The researchers call the threat video jacking.

"From the moment that you plug in that cable to the moment that you unplug, that cable is exposed and recorded," he said.

Here is how it works: The cybercriminal needs to hide an HDMI [high-definition multimedia interface] splitter and recorder in the charging station. Most smartphones are now HDMI-enabled so you can share images from the phone onto a TV. Once plugged in, the station uses the built in HDMI to record everything done on the smartphone without the user's knowledge.

Brian Markus, the CEO of Aries Security, demonstrates how video jacking works.
Source: CNBC Video

"There's no security prompting asking the user if they're sure that they want to allow this to go out," said Markus.

HDMI is usually automatically enabled on smartphones.

Markus and his team discovered the threat by looking at automatically enabled features and then realized the potential vulnerability.

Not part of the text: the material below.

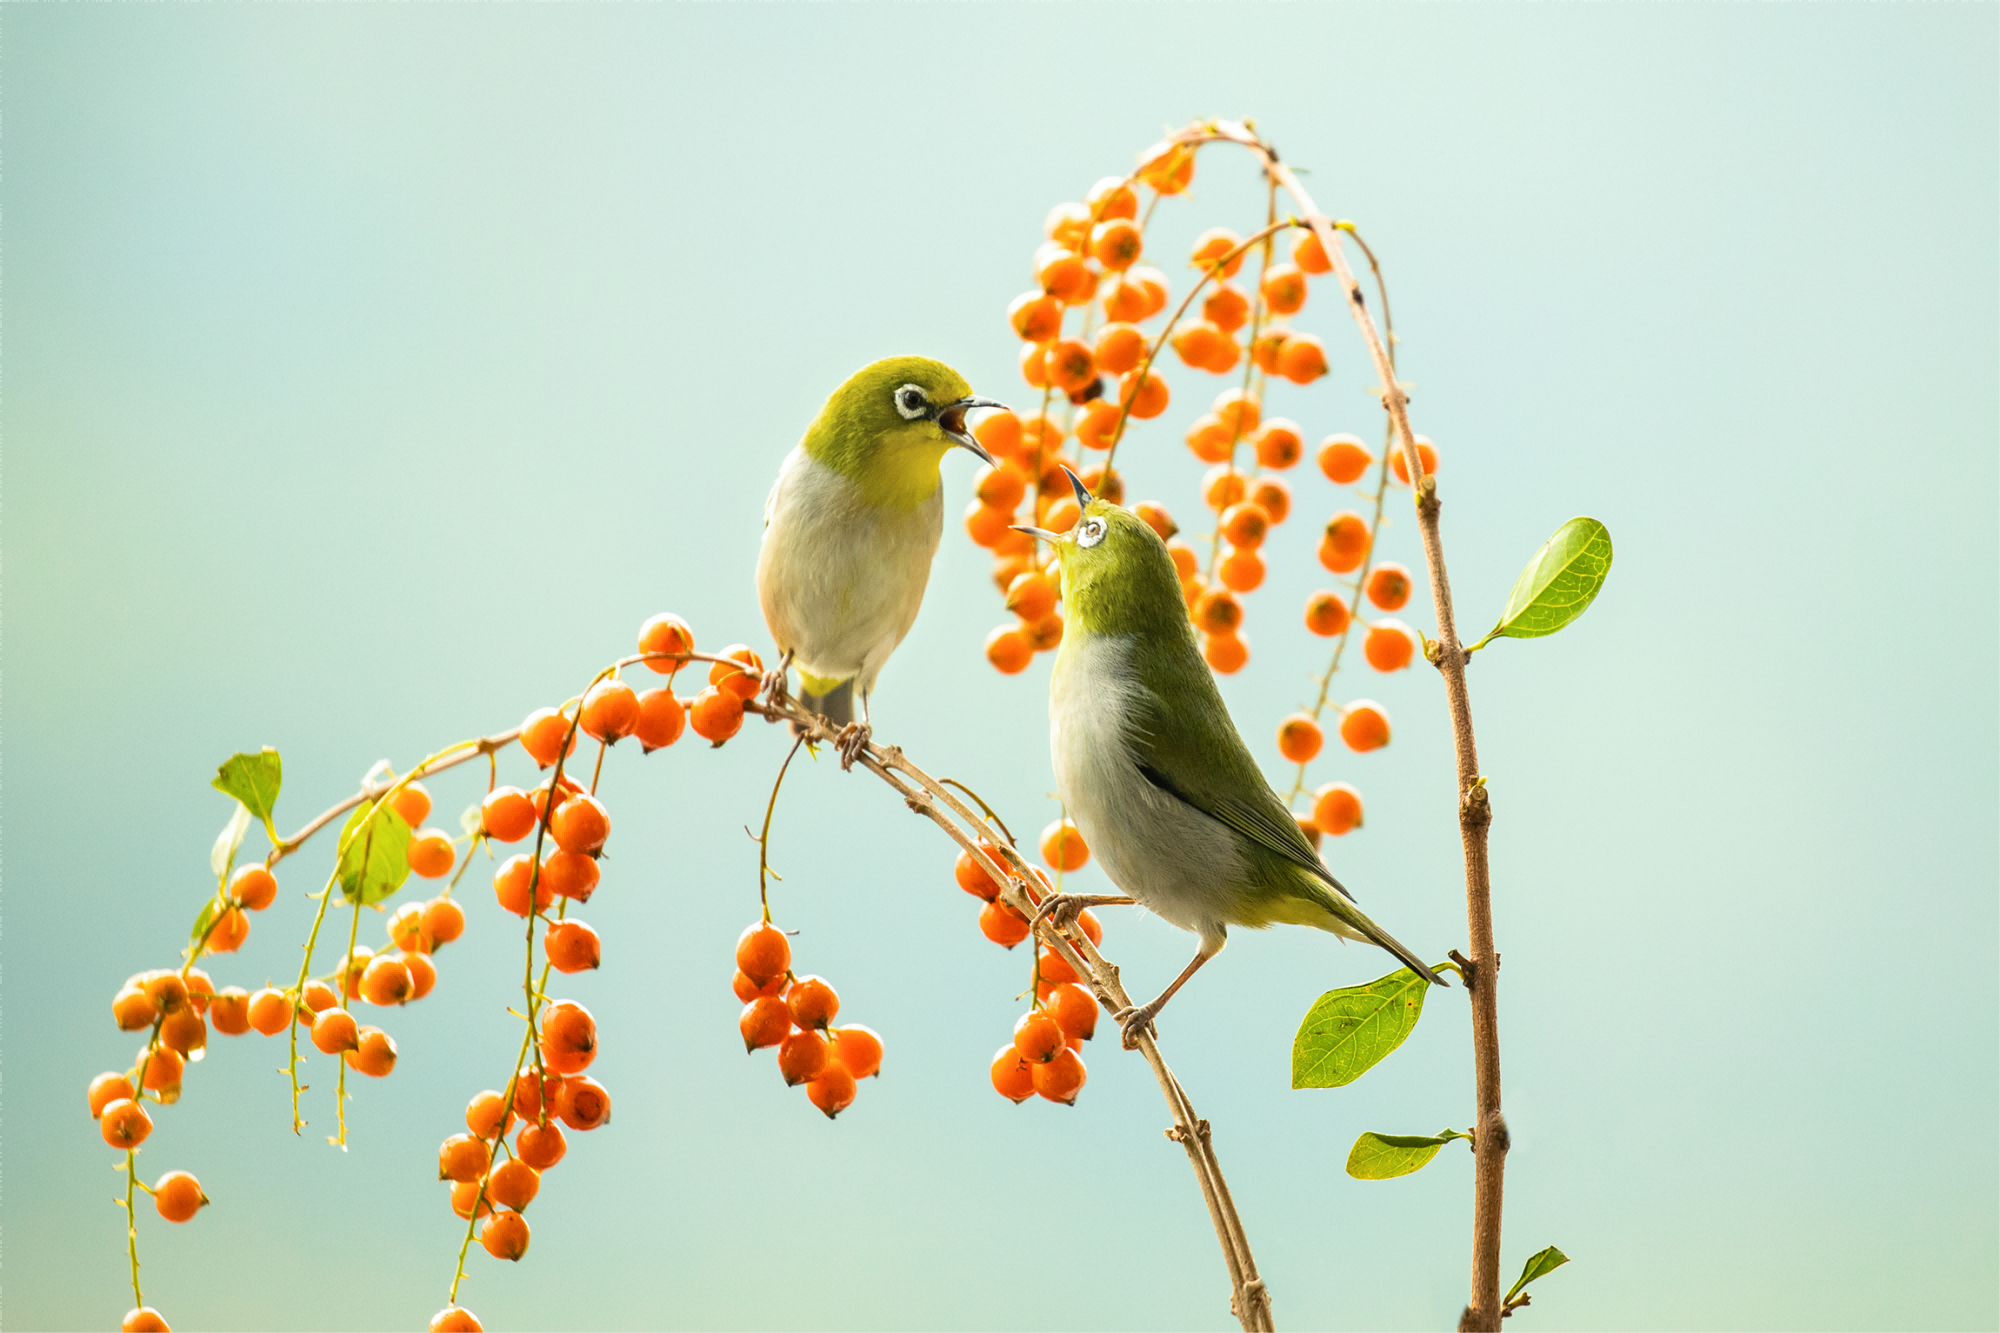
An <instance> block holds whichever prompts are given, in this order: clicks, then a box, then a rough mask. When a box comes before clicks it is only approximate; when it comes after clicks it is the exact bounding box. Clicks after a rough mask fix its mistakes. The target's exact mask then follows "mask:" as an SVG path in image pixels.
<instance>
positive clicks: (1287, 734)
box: [1278, 713, 1326, 765]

To test the threat, Markus built a sample charging station rigged with HDMI using parts readily available online.

Markus demonstrated the charging station for CNBC using an iPhone, Samsung Galaxy phone and a Google phone.

Google declined to comment and Apple and Samsung did not respond to CNBC's request.

A free charging station set up by researchers to prove the vulnerability
Source: CNBC Video

As of now, no victims have come forward, but they may not even know they were attacked via video jacking.

Markus said he presented his results to raise awareness.

"One thing that I'm very sure of is if I don't think of something and I don't talk about it publicly, somebody else will, and it's much safer for us to expose these risks," he said.

To protect yourself, bring your own charging cable and plug it directly into an outlet. Carrying a battery pack will also protect your personal information.